Even more complex designs can still be supplied in kit form. Although there may be a small charge to create scale drawings and BOM’s for your project, our standard is to credit this charge back when you order the parts.

In addition to your drawings and bill-of-materials, we also send you complete instructions for building the modules and then installing your dock.



When building a wood dock, the expected life is hard to predict particularly with the EPA’s changing wood treatment requirements and chemicals. Using vinyl decking and vinyl facia adds years to the life of the dock as well as improving the appearance and minimizing maintenance. Although each circumstance is different, you can usually expect to spend in the vicinity of 75% more for a vinyl dock.

If you have the tools necessary to build a typical deck, you will likely have everything you need to build your own dock. You might want to consider the borrowing, renting or purchasing the following tools for installation, however:

  • Post pounder for installing pipes
  • Floats when installing fixed piers
  • Recommended bits for installing vinyl
  • Reciprocating saw with metal blades for cutting pipe

In addition to vinyl decking and facia, you may want to consider other options such as low voltage lighting or vinyl railing for special conditions. Whereas railing is often an obstruction on a dock, it is preferable under certain conditions.

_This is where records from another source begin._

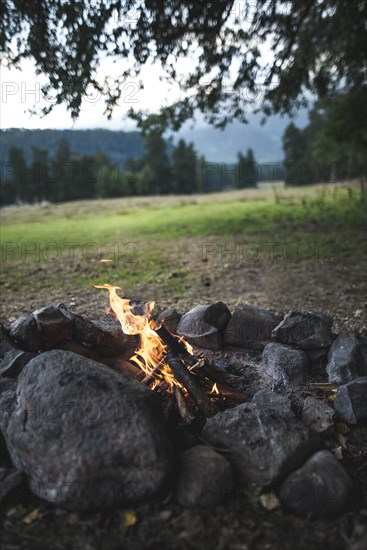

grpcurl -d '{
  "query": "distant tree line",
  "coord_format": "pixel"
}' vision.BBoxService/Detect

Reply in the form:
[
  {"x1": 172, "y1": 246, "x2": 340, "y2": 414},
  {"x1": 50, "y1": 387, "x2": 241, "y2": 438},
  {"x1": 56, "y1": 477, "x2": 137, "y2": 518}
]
[
  {"x1": 283, "y1": 88, "x2": 367, "y2": 185},
  {"x1": 0, "y1": 131, "x2": 263, "y2": 205}
]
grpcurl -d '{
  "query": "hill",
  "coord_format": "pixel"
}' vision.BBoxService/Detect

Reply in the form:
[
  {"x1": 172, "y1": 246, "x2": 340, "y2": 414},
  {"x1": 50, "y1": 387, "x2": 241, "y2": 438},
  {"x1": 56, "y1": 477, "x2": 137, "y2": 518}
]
[{"x1": 0, "y1": 128, "x2": 145, "y2": 168}]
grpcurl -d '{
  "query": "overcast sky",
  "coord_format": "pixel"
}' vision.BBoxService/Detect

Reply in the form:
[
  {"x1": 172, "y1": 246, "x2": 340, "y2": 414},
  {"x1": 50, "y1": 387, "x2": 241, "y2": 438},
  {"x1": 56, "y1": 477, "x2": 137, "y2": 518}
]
[{"x1": 0, "y1": 55, "x2": 190, "y2": 131}]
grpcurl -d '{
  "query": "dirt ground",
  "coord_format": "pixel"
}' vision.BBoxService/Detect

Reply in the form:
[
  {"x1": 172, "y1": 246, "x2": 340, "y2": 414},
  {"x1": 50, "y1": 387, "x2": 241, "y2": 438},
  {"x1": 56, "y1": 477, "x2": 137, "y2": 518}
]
[
  {"x1": 1, "y1": 234, "x2": 367, "y2": 550},
  {"x1": 1, "y1": 233, "x2": 366, "y2": 335}
]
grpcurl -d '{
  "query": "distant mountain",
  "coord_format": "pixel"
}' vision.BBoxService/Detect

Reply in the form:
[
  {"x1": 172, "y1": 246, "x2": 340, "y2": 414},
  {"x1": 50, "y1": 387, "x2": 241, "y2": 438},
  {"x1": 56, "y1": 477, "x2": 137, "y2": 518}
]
[
  {"x1": 177, "y1": 110, "x2": 309, "y2": 163},
  {"x1": 0, "y1": 110, "x2": 309, "y2": 169},
  {"x1": 0, "y1": 128, "x2": 145, "y2": 168}
]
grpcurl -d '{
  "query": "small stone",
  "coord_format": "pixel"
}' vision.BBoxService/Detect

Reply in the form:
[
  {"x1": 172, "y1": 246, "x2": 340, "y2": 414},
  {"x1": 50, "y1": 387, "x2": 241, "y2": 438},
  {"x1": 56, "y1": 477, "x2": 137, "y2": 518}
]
[
  {"x1": 279, "y1": 450, "x2": 353, "y2": 517},
  {"x1": 224, "y1": 304, "x2": 281, "y2": 350},
  {"x1": 262, "y1": 343, "x2": 308, "y2": 387},
  {"x1": 0, "y1": 468, "x2": 23, "y2": 503},
  {"x1": 203, "y1": 302, "x2": 231, "y2": 331},
  {"x1": 306, "y1": 347, "x2": 329, "y2": 365},
  {"x1": 0, "y1": 350, "x2": 36, "y2": 378},
  {"x1": 176, "y1": 305, "x2": 222, "y2": 350},
  {"x1": 0, "y1": 324, "x2": 17, "y2": 357},
  {"x1": 33, "y1": 305, "x2": 74, "y2": 349},
  {"x1": 175, "y1": 446, "x2": 233, "y2": 508},
  {"x1": 334, "y1": 377, "x2": 367, "y2": 424},
  {"x1": 8, "y1": 314, "x2": 42, "y2": 352},
  {"x1": 326, "y1": 334, "x2": 365, "y2": 383},
  {"x1": 203, "y1": 395, "x2": 320, "y2": 486},
  {"x1": 156, "y1": 308, "x2": 181, "y2": 334},
  {"x1": 301, "y1": 397, "x2": 336, "y2": 435},
  {"x1": 272, "y1": 310, "x2": 334, "y2": 350}
]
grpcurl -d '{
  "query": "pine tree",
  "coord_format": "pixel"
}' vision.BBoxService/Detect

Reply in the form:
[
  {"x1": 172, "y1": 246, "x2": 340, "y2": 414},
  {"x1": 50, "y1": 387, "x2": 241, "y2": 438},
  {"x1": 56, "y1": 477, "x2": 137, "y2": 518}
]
[
  {"x1": 171, "y1": 140, "x2": 198, "y2": 194},
  {"x1": 7, "y1": 146, "x2": 27, "y2": 202},
  {"x1": 237, "y1": 148, "x2": 259, "y2": 188}
]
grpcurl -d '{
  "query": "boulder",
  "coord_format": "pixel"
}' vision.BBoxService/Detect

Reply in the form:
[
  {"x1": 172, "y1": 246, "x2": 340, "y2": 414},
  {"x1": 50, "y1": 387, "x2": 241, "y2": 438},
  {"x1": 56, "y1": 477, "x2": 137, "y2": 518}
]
[
  {"x1": 262, "y1": 343, "x2": 308, "y2": 387},
  {"x1": 0, "y1": 350, "x2": 172, "y2": 510},
  {"x1": 252, "y1": 389, "x2": 293, "y2": 416},
  {"x1": 203, "y1": 302, "x2": 231, "y2": 331},
  {"x1": 0, "y1": 468, "x2": 23, "y2": 504},
  {"x1": 176, "y1": 305, "x2": 222, "y2": 350},
  {"x1": 0, "y1": 350, "x2": 36, "y2": 378},
  {"x1": 58, "y1": 304, "x2": 135, "y2": 357},
  {"x1": 175, "y1": 445, "x2": 233, "y2": 508},
  {"x1": 0, "y1": 324, "x2": 18, "y2": 357},
  {"x1": 224, "y1": 304, "x2": 281, "y2": 350},
  {"x1": 156, "y1": 308, "x2": 181, "y2": 334},
  {"x1": 306, "y1": 347, "x2": 329, "y2": 365},
  {"x1": 33, "y1": 305, "x2": 74, "y2": 348},
  {"x1": 279, "y1": 450, "x2": 352, "y2": 517},
  {"x1": 203, "y1": 393, "x2": 320, "y2": 486},
  {"x1": 301, "y1": 397, "x2": 336, "y2": 436},
  {"x1": 334, "y1": 377, "x2": 367, "y2": 424},
  {"x1": 272, "y1": 310, "x2": 334, "y2": 350},
  {"x1": 8, "y1": 313, "x2": 42, "y2": 352},
  {"x1": 326, "y1": 333, "x2": 364, "y2": 383}
]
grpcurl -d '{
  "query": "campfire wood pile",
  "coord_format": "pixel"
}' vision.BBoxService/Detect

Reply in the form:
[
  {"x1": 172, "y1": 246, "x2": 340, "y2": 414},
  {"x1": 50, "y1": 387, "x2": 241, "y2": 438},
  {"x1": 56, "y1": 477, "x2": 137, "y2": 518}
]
[{"x1": 0, "y1": 294, "x2": 367, "y2": 518}]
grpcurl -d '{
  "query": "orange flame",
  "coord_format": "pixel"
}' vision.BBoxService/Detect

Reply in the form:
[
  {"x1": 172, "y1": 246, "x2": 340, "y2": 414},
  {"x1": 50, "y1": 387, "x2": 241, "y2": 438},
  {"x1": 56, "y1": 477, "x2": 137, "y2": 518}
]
[
  {"x1": 210, "y1": 382, "x2": 220, "y2": 395},
  {"x1": 95, "y1": 284, "x2": 181, "y2": 388}
]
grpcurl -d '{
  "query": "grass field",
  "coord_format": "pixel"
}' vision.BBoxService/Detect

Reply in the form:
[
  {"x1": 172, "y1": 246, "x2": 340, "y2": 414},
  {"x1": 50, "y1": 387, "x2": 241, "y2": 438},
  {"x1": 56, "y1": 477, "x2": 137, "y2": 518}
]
[{"x1": 1, "y1": 181, "x2": 366, "y2": 326}]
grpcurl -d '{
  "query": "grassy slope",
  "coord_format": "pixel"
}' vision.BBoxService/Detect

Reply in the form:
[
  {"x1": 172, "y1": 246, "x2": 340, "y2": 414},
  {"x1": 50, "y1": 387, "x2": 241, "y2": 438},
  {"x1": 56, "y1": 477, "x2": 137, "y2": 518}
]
[{"x1": 1, "y1": 183, "x2": 366, "y2": 293}]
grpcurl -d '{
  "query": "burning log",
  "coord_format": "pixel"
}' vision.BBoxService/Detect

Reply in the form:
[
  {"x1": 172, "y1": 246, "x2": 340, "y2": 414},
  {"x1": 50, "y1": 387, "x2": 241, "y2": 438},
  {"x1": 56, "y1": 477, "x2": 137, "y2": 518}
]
[
  {"x1": 155, "y1": 323, "x2": 198, "y2": 367},
  {"x1": 213, "y1": 383, "x2": 249, "y2": 403},
  {"x1": 165, "y1": 352, "x2": 217, "y2": 418},
  {"x1": 174, "y1": 386, "x2": 195, "y2": 424}
]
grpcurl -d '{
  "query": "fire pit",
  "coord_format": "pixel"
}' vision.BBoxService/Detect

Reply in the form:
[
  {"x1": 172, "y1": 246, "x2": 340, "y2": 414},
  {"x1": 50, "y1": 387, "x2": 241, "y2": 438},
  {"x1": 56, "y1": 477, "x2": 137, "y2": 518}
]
[{"x1": 1, "y1": 287, "x2": 367, "y2": 518}]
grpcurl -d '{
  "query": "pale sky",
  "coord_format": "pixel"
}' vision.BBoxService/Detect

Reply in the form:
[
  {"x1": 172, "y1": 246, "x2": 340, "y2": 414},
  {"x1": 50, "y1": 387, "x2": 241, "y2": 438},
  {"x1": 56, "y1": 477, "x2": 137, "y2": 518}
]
[
  {"x1": 0, "y1": 56, "x2": 188, "y2": 131},
  {"x1": 0, "y1": 1, "x2": 274, "y2": 133}
]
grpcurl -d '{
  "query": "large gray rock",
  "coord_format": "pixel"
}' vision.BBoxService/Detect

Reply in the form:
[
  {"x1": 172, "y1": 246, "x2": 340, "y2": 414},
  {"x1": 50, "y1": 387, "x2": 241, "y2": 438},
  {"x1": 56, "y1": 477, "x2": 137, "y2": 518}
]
[
  {"x1": 176, "y1": 305, "x2": 222, "y2": 350},
  {"x1": 8, "y1": 305, "x2": 135, "y2": 357},
  {"x1": 0, "y1": 324, "x2": 18, "y2": 357},
  {"x1": 334, "y1": 377, "x2": 367, "y2": 424},
  {"x1": 326, "y1": 333, "x2": 365, "y2": 383},
  {"x1": 301, "y1": 397, "x2": 336, "y2": 436},
  {"x1": 33, "y1": 305, "x2": 74, "y2": 349},
  {"x1": 8, "y1": 313, "x2": 42, "y2": 352},
  {"x1": 0, "y1": 349, "x2": 36, "y2": 378},
  {"x1": 203, "y1": 302, "x2": 231, "y2": 331},
  {"x1": 175, "y1": 445, "x2": 233, "y2": 508},
  {"x1": 272, "y1": 310, "x2": 334, "y2": 350},
  {"x1": 224, "y1": 304, "x2": 281, "y2": 350},
  {"x1": 252, "y1": 389, "x2": 293, "y2": 416},
  {"x1": 0, "y1": 350, "x2": 172, "y2": 510},
  {"x1": 280, "y1": 450, "x2": 353, "y2": 517},
  {"x1": 0, "y1": 467, "x2": 23, "y2": 504},
  {"x1": 262, "y1": 343, "x2": 308, "y2": 387},
  {"x1": 203, "y1": 393, "x2": 320, "y2": 486},
  {"x1": 156, "y1": 308, "x2": 181, "y2": 334}
]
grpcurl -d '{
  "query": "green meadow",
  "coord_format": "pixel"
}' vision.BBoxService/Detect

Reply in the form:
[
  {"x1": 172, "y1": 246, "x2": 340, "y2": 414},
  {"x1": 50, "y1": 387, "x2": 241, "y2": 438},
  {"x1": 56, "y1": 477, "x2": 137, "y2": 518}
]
[{"x1": 1, "y1": 182, "x2": 366, "y2": 294}]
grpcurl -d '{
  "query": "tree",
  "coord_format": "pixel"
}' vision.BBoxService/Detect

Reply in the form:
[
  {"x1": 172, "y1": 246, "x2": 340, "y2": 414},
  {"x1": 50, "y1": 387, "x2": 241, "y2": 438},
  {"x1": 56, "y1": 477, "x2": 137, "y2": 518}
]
[
  {"x1": 54, "y1": 138, "x2": 71, "y2": 201},
  {"x1": 29, "y1": 147, "x2": 50, "y2": 202},
  {"x1": 237, "y1": 148, "x2": 259, "y2": 188},
  {"x1": 7, "y1": 146, "x2": 27, "y2": 202},
  {"x1": 282, "y1": 87, "x2": 367, "y2": 185},
  {"x1": 137, "y1": 132, "x2": 172, "y2": 195},
  {"x1": 282, "y1": 123, "x2": 313, "y2": 185},
  {"x1": 2, "y1": 1, "x2": 366, "y2": 131},
  {"x1": 171, "y1": 140, "x2": 198, "y2": 194}
]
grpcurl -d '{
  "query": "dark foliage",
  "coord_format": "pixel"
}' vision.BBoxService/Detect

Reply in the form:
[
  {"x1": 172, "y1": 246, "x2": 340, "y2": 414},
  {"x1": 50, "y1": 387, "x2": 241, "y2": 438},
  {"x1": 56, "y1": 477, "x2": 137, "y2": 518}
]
[{"x1": 1, "y1": 1, "x2": 366, "y2": 130}]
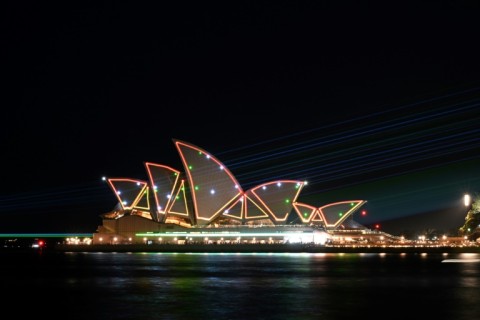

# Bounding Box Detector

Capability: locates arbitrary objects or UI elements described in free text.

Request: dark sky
[2,2,480,236]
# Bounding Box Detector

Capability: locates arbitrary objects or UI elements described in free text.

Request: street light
[464,194,471,207]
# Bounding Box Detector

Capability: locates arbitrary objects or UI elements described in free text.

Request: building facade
[93,139,368,245]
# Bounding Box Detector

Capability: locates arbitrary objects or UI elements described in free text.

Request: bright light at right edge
[464,194,471,207]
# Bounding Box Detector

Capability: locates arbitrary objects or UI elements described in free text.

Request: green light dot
[189,165,193,170]
[339,212,343,216]
[285,199,290,203]
[195,185,199,190]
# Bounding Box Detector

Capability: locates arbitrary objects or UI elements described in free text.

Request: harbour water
[2,250,480,319]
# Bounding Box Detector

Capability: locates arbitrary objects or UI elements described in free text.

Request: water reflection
[1,252,480,319]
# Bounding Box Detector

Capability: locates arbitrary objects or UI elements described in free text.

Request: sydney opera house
[93,139,389,245]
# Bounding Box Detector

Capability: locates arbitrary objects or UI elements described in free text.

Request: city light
[464,194,471,207]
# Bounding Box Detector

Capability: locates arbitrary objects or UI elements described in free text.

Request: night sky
[2,2,480,237]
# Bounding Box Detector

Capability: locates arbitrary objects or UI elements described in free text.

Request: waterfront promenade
[54,243,480,254]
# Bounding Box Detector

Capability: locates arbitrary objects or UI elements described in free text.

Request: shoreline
[53,243,480,254]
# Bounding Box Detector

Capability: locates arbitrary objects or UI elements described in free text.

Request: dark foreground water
[2,250,480,320]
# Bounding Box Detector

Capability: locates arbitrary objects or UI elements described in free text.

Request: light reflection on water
[2,251,480,320]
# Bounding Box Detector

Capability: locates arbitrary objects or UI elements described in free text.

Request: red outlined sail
[247,181,305,223]
[293,200,366,228]
[175,139,305,225]
[293,202,320,223]
[167,179,190,218]
[145,162,183,222]
[319,200,366,228]
[175,139,242,225]
[103,140,365,229]
[107,178,149,211]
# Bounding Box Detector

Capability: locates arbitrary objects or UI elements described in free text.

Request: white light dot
[464,194,471,207]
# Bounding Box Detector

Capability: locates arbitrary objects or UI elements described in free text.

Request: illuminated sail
[175,139,242,225]
[145,162,183,222]
[103,139,365,229]
[293,202,320,223]
[107,178,149,211]
[246,181,305,223]
[175,139,306,225]
[294,200,366,228]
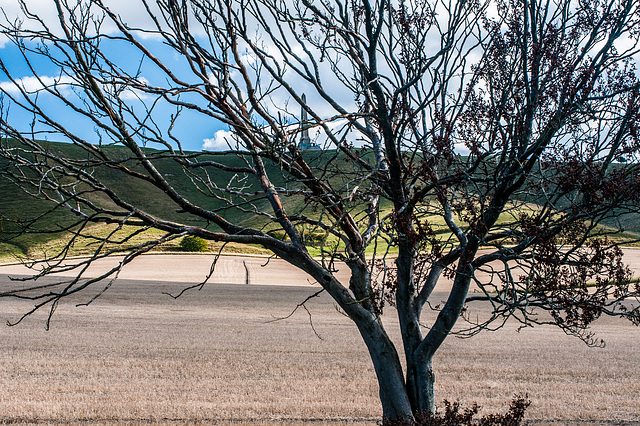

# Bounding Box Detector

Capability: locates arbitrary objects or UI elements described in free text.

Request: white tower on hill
[299,94,320,151]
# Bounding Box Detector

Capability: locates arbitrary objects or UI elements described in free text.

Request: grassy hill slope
[1,141,639,261]
[0,141,364,260]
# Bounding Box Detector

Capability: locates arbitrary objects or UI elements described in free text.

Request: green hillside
[1,140,639,261]
[0,141,368,260]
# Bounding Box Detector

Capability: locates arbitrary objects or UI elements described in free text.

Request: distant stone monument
[299,94,321,151]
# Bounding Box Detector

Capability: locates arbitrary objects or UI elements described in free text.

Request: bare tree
[1,0,640,420]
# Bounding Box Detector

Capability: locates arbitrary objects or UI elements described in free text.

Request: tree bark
[395,237,436,415]
[407,357,436,414]
[292,252,414,419]
[355,315,414,419]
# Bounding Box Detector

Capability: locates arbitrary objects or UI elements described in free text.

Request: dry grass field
[1,255,640,425]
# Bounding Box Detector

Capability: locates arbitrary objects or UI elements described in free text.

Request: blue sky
[0,1,232,152]
[0,41,231,152]
[2,1,639,156]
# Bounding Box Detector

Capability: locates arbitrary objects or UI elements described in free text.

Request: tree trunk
[406,355,436,414]
[354,316,414,420]
[395,241,437,415]
[296,253,414,419]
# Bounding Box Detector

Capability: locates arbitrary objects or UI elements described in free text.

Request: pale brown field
[1,255,640,425]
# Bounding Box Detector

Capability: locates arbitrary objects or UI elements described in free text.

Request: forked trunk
[406,356,436,414]
[393,240,478,418]
[371,331,437,420]
[395,245,438,416]
[354,316,414,419]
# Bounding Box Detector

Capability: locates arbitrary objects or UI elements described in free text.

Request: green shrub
[300,228,325,246]
[179,235,209,252]
[267,230,288,241]
[380,395,530,426]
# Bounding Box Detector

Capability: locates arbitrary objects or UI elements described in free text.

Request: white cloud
[1,0,58,21]
[1,0,60,34]
[203,129,237,151]
[0,74,155,103]
[116,77,150,101]
[118,89,145,101]
[0,0,170,39]
[0,75,74,95]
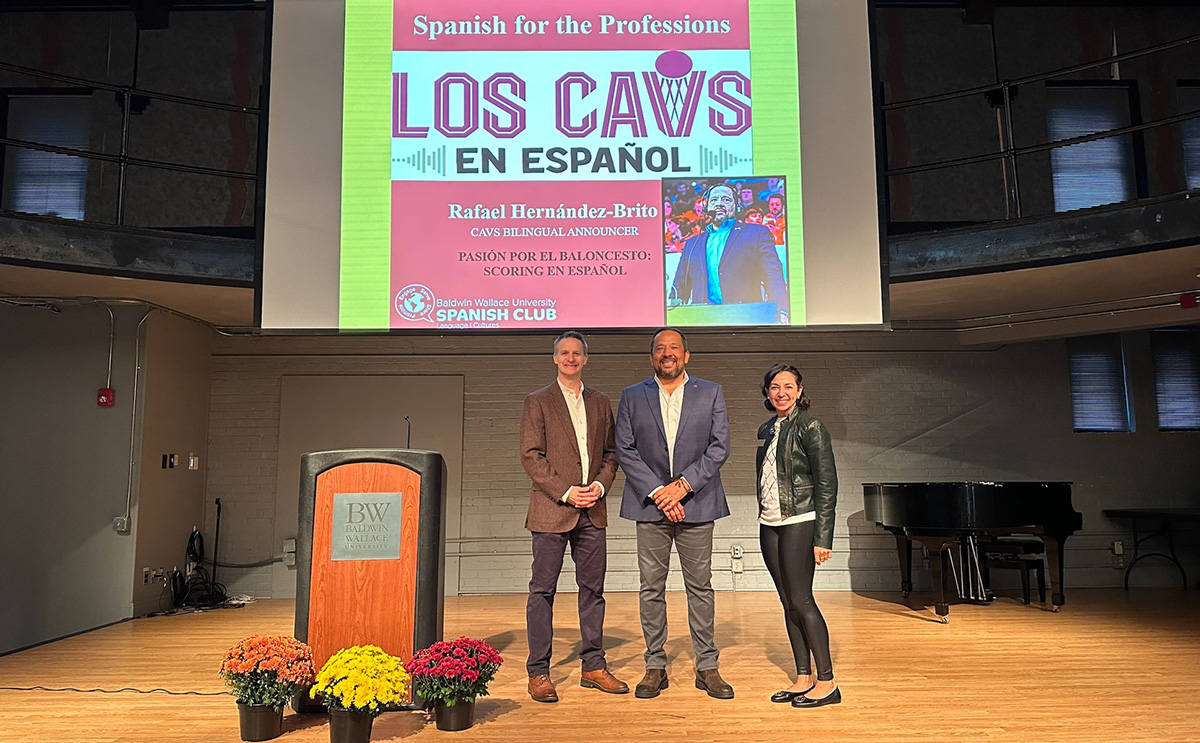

Occasionally the question arises about using a wood frame underneath the vinyl and “is the wood the weak link in the design”. From a practical standpoint, over the years we have found that, 1.) The wood that most often fails on a deck or dock is the decking and railing (not the structure) and 2. The fact that the framing (joists, etc.) is structurally sound and can be re-covered after the decking has failed indicates that the framing is much longer lasting than the other boards. Adding galvanized steel bracketing to the structural equation, it is easy to understand how this design can be expected to provide many additional years of service.